Le ministère public du Rio Grande do Sul (MPRS) et l'hôpital Moinhos de Vento ont officialisé un effort conjoint pour offrir gratuitement une chirurgie plastique réparatrice aux victimes de crimes violents. Pour la première fois, une action réunit un hôpital de référence et le ministère public dans un programme qui intègre connaissances spécialisées, responsabilité sociale et volontariat.
La signature de l'accord de coopération a été réalisée sous la direction de l'institution, par le directeur général de l'hôpital Moinhos de Vento, Mohamed Parrini, et par le procureur général de l'État, Alexandre Saltz, accompagnés de la surintendante de la stratégie et du marché de l'hôpital, Melina Schuch, du chef du service de chirurgie générale, Artur Seabra, et de la coordonnatrice du Centre d'appui opérationnel criminel et d'aide aux victimes du MPRS, Alessandra Moura Bastian da Cunha.
Pour ceux qui portent les marques permanentes laissées par la violence, l’accord représente une nouvelle perspective d’acceptation et un nouveau départ. Grâce à l'expertise du personnel clinique de l'hôpital Moinhos de Vento et au flux de référence MPRS, le projet garantit des soins qualifiés et humanisés, offrant des procédures gratuites aux personnes en situation de vulnérabilité. L'opération est immédiate et renforce l'engagement des institutions à restaurer la dignité, la confiance et le bien-être des victimes.
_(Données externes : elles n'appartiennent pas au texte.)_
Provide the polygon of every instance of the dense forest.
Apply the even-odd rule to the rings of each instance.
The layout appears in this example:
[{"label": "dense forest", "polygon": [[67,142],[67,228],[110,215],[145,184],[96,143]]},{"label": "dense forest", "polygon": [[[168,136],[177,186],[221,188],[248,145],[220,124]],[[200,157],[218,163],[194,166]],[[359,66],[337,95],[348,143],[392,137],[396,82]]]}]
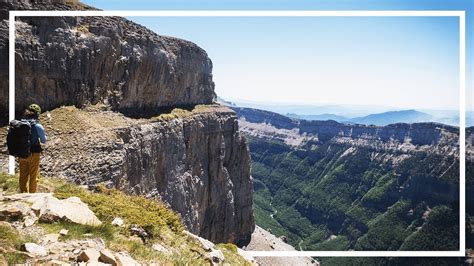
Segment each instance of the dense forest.
[{"label": "dense forest", "polygon": [[341,158],[349,147],[249,140],[257,224],[295,247],[458,249],[457,173],[430,173],[443,158],[420,154],[390,169],[364,148]]}]

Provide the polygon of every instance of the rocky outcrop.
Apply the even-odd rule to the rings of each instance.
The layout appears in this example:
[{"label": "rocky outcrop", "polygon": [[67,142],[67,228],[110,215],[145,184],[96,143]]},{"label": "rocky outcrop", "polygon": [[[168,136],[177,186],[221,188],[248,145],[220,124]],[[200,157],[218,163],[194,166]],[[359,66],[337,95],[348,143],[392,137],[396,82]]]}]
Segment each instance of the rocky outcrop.
[{"label": "rocky outcrop", "polygon": [[[183,262],[182,258],[179,259],[181,256],[186,256],[182,254],[183,252],[191,252],[194,256],[189,261],[199,265],[204,263],[222,265],[226,262],[254,265],[253,257],[249,256],[247,252],[229,244],[215,245],[185,230],[167,231],[168,228],[161,225],[159,236],[148,235],[146,239],[138,237],[135,229],[139,228],[143,232],[146,230],[131,223],[130,219],[133,218],[128,215],[133,211],[127,212],[128,215],[125,214],[125,221],[122,220],[124,223],[120,226],[121,229],[115,230],[107,226],[106,224],[110,223],[110,218],[105,218],[102,227],[97,227],[101,223],[94,212],[102,217],[113,215],[113,213],[104,215],[102,212],[104,209],[124,214],[123,210],[118,209],[120,204],[115,206],[115,202],[105,203],[96,198],[91,203],[90,200],[100,197],[101,192],[97,194],[86,192],[74,185],[67,185],[69,188],[74,187],[77,196],[89,202],[90,205],[88,205],[76,196],[60,200],[56,198],[58,195],[53,195],[53,193],[13,194],[13,191],[16,190],[11,187],[14,182],[10,180],[10,182],[4,183],[6,179],[14,179],[14,177],[2,176],[1,181],[1,265],[19,263],[22,265],[151,265],[172,262],[176,264],[177,260]],[[43,182],[45,181],[43,180]],[[56,182],[58,182],[56,179],[47,179],[45,183],[48,186],[44,186],[42,189],[56,191],[65,185],[62,181]],[[117,192],[113,193],[117,196]],[[137,198],[135,197],[135,199]],[[144,203],[144,206],[135,206],[134,211],[141,211],[142,214],[147,212],[146,209],[150,207],[150,204],[156,204],[152,200],[140,199],[140,201],[147,203]],[[141,209],[137,210],[136,208]],[[45,216],[48,216],[46,220]],[[107,241],[104,241],[104,236],[107,237]],[[150,240],[152,244],[148,245]],[[178,244],[175,244],[176,242]],[[127,243],[145,251],[146,256],[140,256],[140,254],[133,252],[130,254],[129,251],[126,251]],[[175,260],[176,258],[178,259]],[[189,264],[188,262],[183,263]]]},{"label": "rocky outcrop", "polygon": [[248,240],[254,226],[250,157],[232,113],[207,112],[117,135],[125,154],[116,184],[126,181],[121,186],[134,193],[160,197],[191,232],[213,242]]},{"label": "rocky outcrop", "polygon": [[[294,247],[285,243],[267,230],[256,226],[252,233],[250,243],[245,247],[246,251],[296,251]],[[311,257],[256,257],[259,265],[314,265],[320,263]]]},{"label": "rocky outcrop", "polygon": [[41,119],[50,137],[43,175],[156,197],[194,234],[248,242],[254,229],[250,156],[232,110],[199,106],[132,119],[63,107]]},{"label": "rocky outcrop", "polygon": [[[2,19],[12,9],[91,8],[68,0],[0,3]],[[8,25],[1,23],[0,111],[6,114]],[[17,20],[16,34],[17,111],[31,102],[43,110],[108,106],[94,117],[67,108],[61,110],[77,112],[43,117],[50,136],[43,174],[160,198],[195,234],[248,241],[254,227],[250,158],[235,114],[216,107],[144,118],[214,101],[212,62],[203,49],[120,17],[25,17]],[[6,159],[0,159],[3,167]]]},{"label": "rocky outcrop", "polygon": [[6,203],[0,203],[0,219],[4,217],[2,213],[11,214],[11,210],[18,210],[18,216],[26,216],[33,211],[40,221],[46,223],[67,221],[91,226],[102,224],[78,197],[59,200],[52,193],[33,193],[9,195],[2,200]]},{"label": "rocky outcrop", "polygon": [[[41,2],[41,1],[40,1]],[[53,5],[52,2],[55,4]],[[78,9],[71,1],[2,3],[8,9]],[[2,17],[6,17],[5,14]],[[20,18],[16,107],[106,103],[131,114],[211,103],[212,62],[194,43],[120,17]],[[8,26],[0,27],[0,109],[7,110]]]},{"label": "rocky outcrop", "polygon": [[[324,143],[370,147],[391,152],[432,152],[459,158],[459,129],[438,123],[391,124],[368,126],[344,124],[333,120],[291,119],[273,112],[232,107],[249,135],[277,138],[288,145]],[[468,142],[472,129],[467,130]],[[471,136],[472,138],[472,136]],[[470,144],[467,144],[468,148]],[[468,154],[472,149],[468,149]]]}]

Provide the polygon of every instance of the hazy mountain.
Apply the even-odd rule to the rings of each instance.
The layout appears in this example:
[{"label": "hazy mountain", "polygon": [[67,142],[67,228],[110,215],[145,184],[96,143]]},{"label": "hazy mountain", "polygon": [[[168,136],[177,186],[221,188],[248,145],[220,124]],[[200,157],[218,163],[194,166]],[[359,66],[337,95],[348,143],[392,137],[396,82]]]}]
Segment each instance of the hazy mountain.
[{"label": "hazy mountain", "polygon": [[335,115],[335,114],[298,115],[298,114],[288,113],[286,114],[286,116],[290,118],[304,119],[304,120],[322,120],[322,121],[334,120],[337,122],[348,121],[350,119],[345,116],[340,116],[340,115]]},{"label": "hazy mountain", "polygon": [[[219,100],[218,100],[219,101]],[[311,105],[299,103],[264,103],[248,100],[225,101],[225,105],[267,110],[304,120],[334,120],[343,123],[388,125],[391,123],[436,122],[459,126],[459,111],[441,109],[405,109],[378,105]],[[474,126],[474,112],[466,113],[466,126]]]},{"label": "hazy mountain", "polygon": [[350,119],[354,124],[386,126],[395,123],[433,122],[435,118],[429,114],[416,110],[390,111],[380,114],[371,114]]},{"label": "hazy mountain", "polygon": [[239,107],[268,110],[278,114],[321,115],[333,114],[348,118],[366,116],[396,110],[390,106],[378,105],[348,105],[348,104],[300,104],[300,103],[265,103],[247,100],[229,100]]},{"label": "hazy mountain", "polygon": [[[334,120],[346,124],[366,124],[385,126],[394,123],[421,123],[436,122],[445,125],[459,126],[459,112],[457,111],[419,111],[419,110],[402,110],[389,111],[377,114],[370,114],[361,117],[345,117],[336,114],[313,114],[302,115],[296,113],[287,113],[286,116],[294,119],[304,119],[309,121],[326,121]],[[474,126],[474,112],[466,113],[466,126]]]},{"label": "hazy mountain", "polygon": [[[423,112],[416,110],[403,110],[403,111],[389,111],[377,114],[370,114],[366,116],[349,118],[345,116],[335,114],[319,114],[319,115],[300,115],[300,114],[287,114],[288,117],[295,119],[304,120],[334,120],[345,124],[363,124],[363,125],[376,125],[386,126],[389,124],[396,123],[420,123],[420,122],[437,122],[436,118]],[[451,121],[451,120],[449,120]],[[451,124],[451,123],[447,123]]]}]

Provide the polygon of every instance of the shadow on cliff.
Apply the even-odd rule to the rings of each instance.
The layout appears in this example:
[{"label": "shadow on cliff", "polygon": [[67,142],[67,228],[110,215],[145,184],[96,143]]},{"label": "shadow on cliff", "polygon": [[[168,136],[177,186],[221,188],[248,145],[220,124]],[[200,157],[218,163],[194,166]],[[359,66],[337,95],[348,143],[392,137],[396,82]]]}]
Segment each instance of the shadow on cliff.
[{"label": "shadow on cliff", "polygon": [[194,104],[183,104],[183,105],[175,105],[175,106],[170,106],[170,107],[159,107],[159,108],[122,108],[122,109],[117,109],[113,111],[119,112],[129,118],[150,119],[162,114],[169,114],[171,113],[171,111],[177,108],[191,112],[195,107],[196,105]]}]

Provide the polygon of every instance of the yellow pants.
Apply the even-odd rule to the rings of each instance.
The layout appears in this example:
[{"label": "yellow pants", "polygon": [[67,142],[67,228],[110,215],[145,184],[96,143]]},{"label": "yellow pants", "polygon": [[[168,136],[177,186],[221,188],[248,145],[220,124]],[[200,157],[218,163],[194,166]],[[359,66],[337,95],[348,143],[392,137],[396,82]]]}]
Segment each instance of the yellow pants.
[{"label": "yellow pants", "polygon": [[[19,161],[21,193],[35,193],[37,184],[36,182],[40,175],[40,154],[32,153],[27,158],[19,158]],[[27,183],[29,183],[29,186],[27,186]]]}]

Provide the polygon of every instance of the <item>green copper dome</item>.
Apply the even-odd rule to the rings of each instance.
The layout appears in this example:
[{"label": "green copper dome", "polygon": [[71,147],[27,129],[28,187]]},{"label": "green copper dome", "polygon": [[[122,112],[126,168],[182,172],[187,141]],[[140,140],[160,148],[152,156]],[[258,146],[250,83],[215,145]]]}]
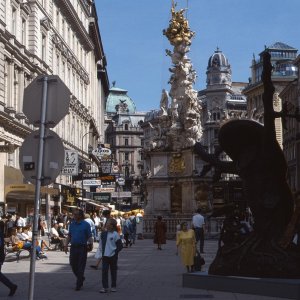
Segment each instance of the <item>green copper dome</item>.
[{"label": "green copper dome", "polygon": [[136,112],[135,103],[127,95],[127,91],[119,89],[115,86],[111,87],[106,101],[106,113],[134,114],[135,112]]}]

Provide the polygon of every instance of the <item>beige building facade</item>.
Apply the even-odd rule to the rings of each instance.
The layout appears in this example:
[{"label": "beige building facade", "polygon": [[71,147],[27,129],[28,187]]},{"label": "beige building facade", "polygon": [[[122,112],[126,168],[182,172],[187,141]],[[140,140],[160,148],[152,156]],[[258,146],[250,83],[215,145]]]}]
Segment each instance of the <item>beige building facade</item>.
[{"label": "beige building facade", "polygon": [[[88,145],[96,147],[103,135],[109,86],[93,1],[0,2],[0,203],[23,215],[33,193],[19,170],[19,147],[36,129],[22,112],[23,94],[41,74],[59,75],[69,88],[69,113],[54,131],[65,149],[89,162]],[[56,195],[60,184],[72,186],[72,177],[56,179]]]}]

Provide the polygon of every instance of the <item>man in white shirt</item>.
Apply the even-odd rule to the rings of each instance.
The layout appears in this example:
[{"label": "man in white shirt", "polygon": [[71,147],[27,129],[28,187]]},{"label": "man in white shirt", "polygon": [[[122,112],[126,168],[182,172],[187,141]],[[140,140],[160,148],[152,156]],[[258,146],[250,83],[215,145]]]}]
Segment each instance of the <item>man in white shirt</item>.
[{"label": "man in white shirt", "polygon": [[25,220],[19,214],[16,214],[16,227],[25,227],[25,226],[26,226]]},{"label": "man in white shirt", "polygon": [[204,253],[204,226],[205,220],[201,215],[201,208],[198,208],[192,219],[192,226],[195,230],[196,243],[200,241],[200,253]]}]

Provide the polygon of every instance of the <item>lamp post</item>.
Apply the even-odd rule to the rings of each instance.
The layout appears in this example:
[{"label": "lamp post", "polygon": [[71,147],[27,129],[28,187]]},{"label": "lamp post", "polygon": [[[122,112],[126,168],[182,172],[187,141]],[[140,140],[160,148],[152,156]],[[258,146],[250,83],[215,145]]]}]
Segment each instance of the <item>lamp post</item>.
[{"label": "lamp post", "polygon": [[90,134],[90,133],[93,133],[92,131],[89,131],[89,132],[86,132],[83,136],[82,136],[82,139],[81,139],[81,156],[82,156],[82,163],[81,163],[81,196],[82,196],[82,200],[85,196],[85,194],[83,193],[83,173],[84,173],[84,169],[85,169],[85,162],[84,162],[84,151],[83,151],[83,141],[84,141],[84,138]]}]

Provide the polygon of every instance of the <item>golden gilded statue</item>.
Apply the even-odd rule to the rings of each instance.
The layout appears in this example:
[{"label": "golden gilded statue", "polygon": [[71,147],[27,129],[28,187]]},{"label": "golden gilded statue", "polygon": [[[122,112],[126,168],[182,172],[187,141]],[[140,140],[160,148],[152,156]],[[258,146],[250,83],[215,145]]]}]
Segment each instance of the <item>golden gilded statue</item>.
[{"label": "golden gilded statue", "polygon": [[191,45],[191,39],[195,32],[190,30],[188,20],[184,17],[186,9],[175,11],[176,4],[172,2],[172,19],[170,20],[169,27],[163,30],[163,34],[168,38],[171,45],[177,46],[180,44]]}]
Le procureur général de l'État, Alexandre Saltz, souligne que le partenariat sera fondamental pour améliorer la vie de nombreuses personnes. « Il y a peu de voix qui défendent les victimes de violence et nous sommes sûrs de franchir une étape très importante et nous voulons que ce travail soit un exemple pour d'autres hôpitaux de l'État et du Brésil », souligne-t-il.
Pour le PDG de l'hôpital Moinhos de Vento, Mohamed Perini, de telles initiatives sont les bienvenues. « Lorsque nous avons été contactés par le ministère public, nous avons tout de suite embrassé l'idée — et je suis très fier de ce projet. Malheureusement, nous savons que condamner l'agresseur ne met pas fin à ce cycle. Maintenant, nous aurons l'occasion de contribuer à rehausser l'estime de soi de ces femmes et à transformer leurs trajectoires », renforce-t-il.
Comprendre le projet
REPARADOR est né d'un groupe de travail entre le MPRS et l'Instituto Moinhos Social, qui a identifié la nécessité d'aider les victimes, en particulier les femmes en situation de violence domestique, qui, même après un soutien juridique et d'assistance, restaient avec des marques visibles qui entravaient le processus de reconstruction personnelle.
Selon le directeur de la stratégie et du marché de l'hôpital Moinhos de Vento, le projet reflète la volonté de l'institution d'aller au-delà de l'assistance traditionnelle. « Les médecins volontaires du personnel clinique travailleront directement dans les cabinets, mettant leurs connaissances, leur dévouement et leur structure au service de ceux qui en ont le plus besoin. C'est une initiative qui réaffirme notre engagement en faveur de l'innovation sociale et de la construction d'un avenir plus juste et plus humain », souligne Melina.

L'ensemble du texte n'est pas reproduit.